Artists: Mimosa Echard, Michel Blazy
Exhibition title: LUCA – Last Universal Common Ancestor
Curated by: Oriane Durand
Venue: Dortmunder Kunstverein, Dortmund, Germany
Date: March 16 – May 26, 2019
Photography: Simon Vogel / all images copyright and courtesy of the artists and Dortmunder Kunstverein
Note: Exhibition floor plan can be found here
The exhibition “LUCA – Last Universal Common Ancestor” brings together two artists from different generations: Michel Blazy was born in Monaco in 1966, Mimosa Echard in Alès, France, in 1986. They share an interest in the organic: in Blazy’s work, this has close ties with nature and its power of growth, while in Echard’s the link is more with the human body. As a result, biological processes are central to the “living” installation developed collaboratively by the two artists that completely fills the Kunstverein.
Mur Clitoria (2019), a striking work running round the walls of the space, consists of the food additive agar-agar and a large number of flowers from the blue pea (Clitoria ternatea). Once applied to the wall, the (synthetic -looking but natural) gelling agent gradually dries out and begins to crack open like a peeling skin. The ongoing drying process, determined by the specific climate of the space, causes the work to continually change over the duration of the exhibition. Blazy’s processual, time-based approach is also reflected in the four green bushes that make up Buissons lentilles (2018-ongoing).

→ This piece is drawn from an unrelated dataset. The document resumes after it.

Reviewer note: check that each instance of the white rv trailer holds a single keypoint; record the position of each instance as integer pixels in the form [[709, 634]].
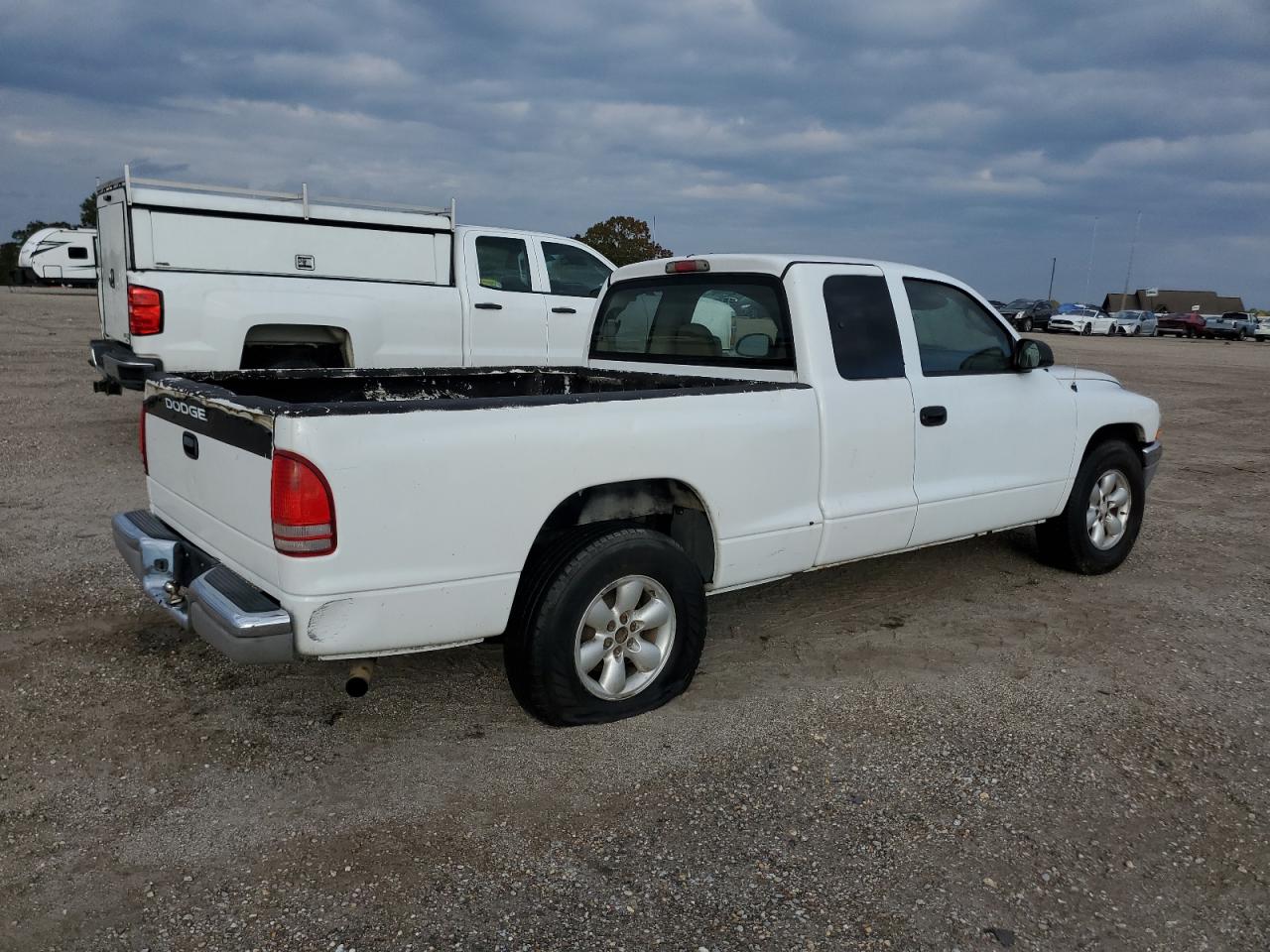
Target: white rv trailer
[[60, 257], [213, 278]]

Consisting only of lentils and moist cotton wool, the small biotopes are watered regularly and begin by growing before either rotting or drying out. The circular stains that form a halo around the works, like annual rings in a tree, are signatures of time. These stains, an important element of Blazy’s work, are made by the chemical or physical interaction of two different materials. Like a mycelium (the web of filaments in a fungal growth), they have both a living and a linking quality. In many ecosystems, mycelia play a decisive but hidden role for life, like the common ancestor of all of today’s cellular organisms billions of years ago: LUCA.
Referring to this – hypothetic – last common ancestor, Echard has created a large frieze that traces the sexuality of plants. While human sexual reproduction is based on fusing the nuclei of male and female sex cells, there are plants that unite both sexual characteristics within themselves, although there are also some that display similar differences to mammals. The painterly collages on the three curtains that divide up and define the space refer to this even in their choice of materials: in places, sprinklings of cherry and apricot pips spat out while eating the fruit and blue pea flowers spread rhizomatically across the fabric, and in Le petit artiste (2019) three cushions draped in a tangle suggest plants like ferns, chrysanthemums, gardenias and ginseng.
Like the stains in Blazy’s work, liquids play a major part in Echard’s practice: sticky latex connects several pieces o f fabric and forms lumpy, scar-like structures at the edges of the archways cut out of the curtains. Flasks of saline solution, spilled red pill capsules and a poster of Robert Pattinson (who plays a blood-sucking vampire in the Twilight movies) are other direct or indirect allusions to fluid substances. The patterns of the materials and objects, as well as the colours, thus also flow into each other in the narrative of the frieze, permeating one another in the texture of the work in which Echard alludes, among others, to plant and human sexuality. In the work untitled (2019) recalling a skyline made of perfume, nail varnish bottles and other cosmetic products a similar process of exchange takes place. Consisting of the container’s own contents and spilled w ith latex, this dried magma connects the whole arrangement of vessels in one carnal and dirty unity. Here, everything protrudes and flows into each other, symbolizing the mechanisms of seduction and rejection. Body fluids have both a sensual and an obscene side: with its strong red colour, blood, for example, can be both attractive and repulsive. The colour pink, too, has ambivalent associations: it can evoke something organic like a membrane, but also a “girlie aesthetic”, allowing it to be read as a subtl e reference to the constructedness of gender.
As part of the show LUCA, Blazy and Echard are also presenting the Kombucha Project Center, a work that has been developing like an organism since 2017, acting here as an exhibition within the exhibition: to date, Echard and Blazy have invited seven artists to contribute a work to the Kombucha Project Center. Their drawings, objects and photographs are submerged in liquid kombucha that gradually forms a gelatinous membrane that covers and connects them. Over time this results in an ever-extending ribbon-like structure that also exemplifies the themes of LUCA: an unpredictable combination of human creation and nature whose flowing, merging and expanding embody the principle of life.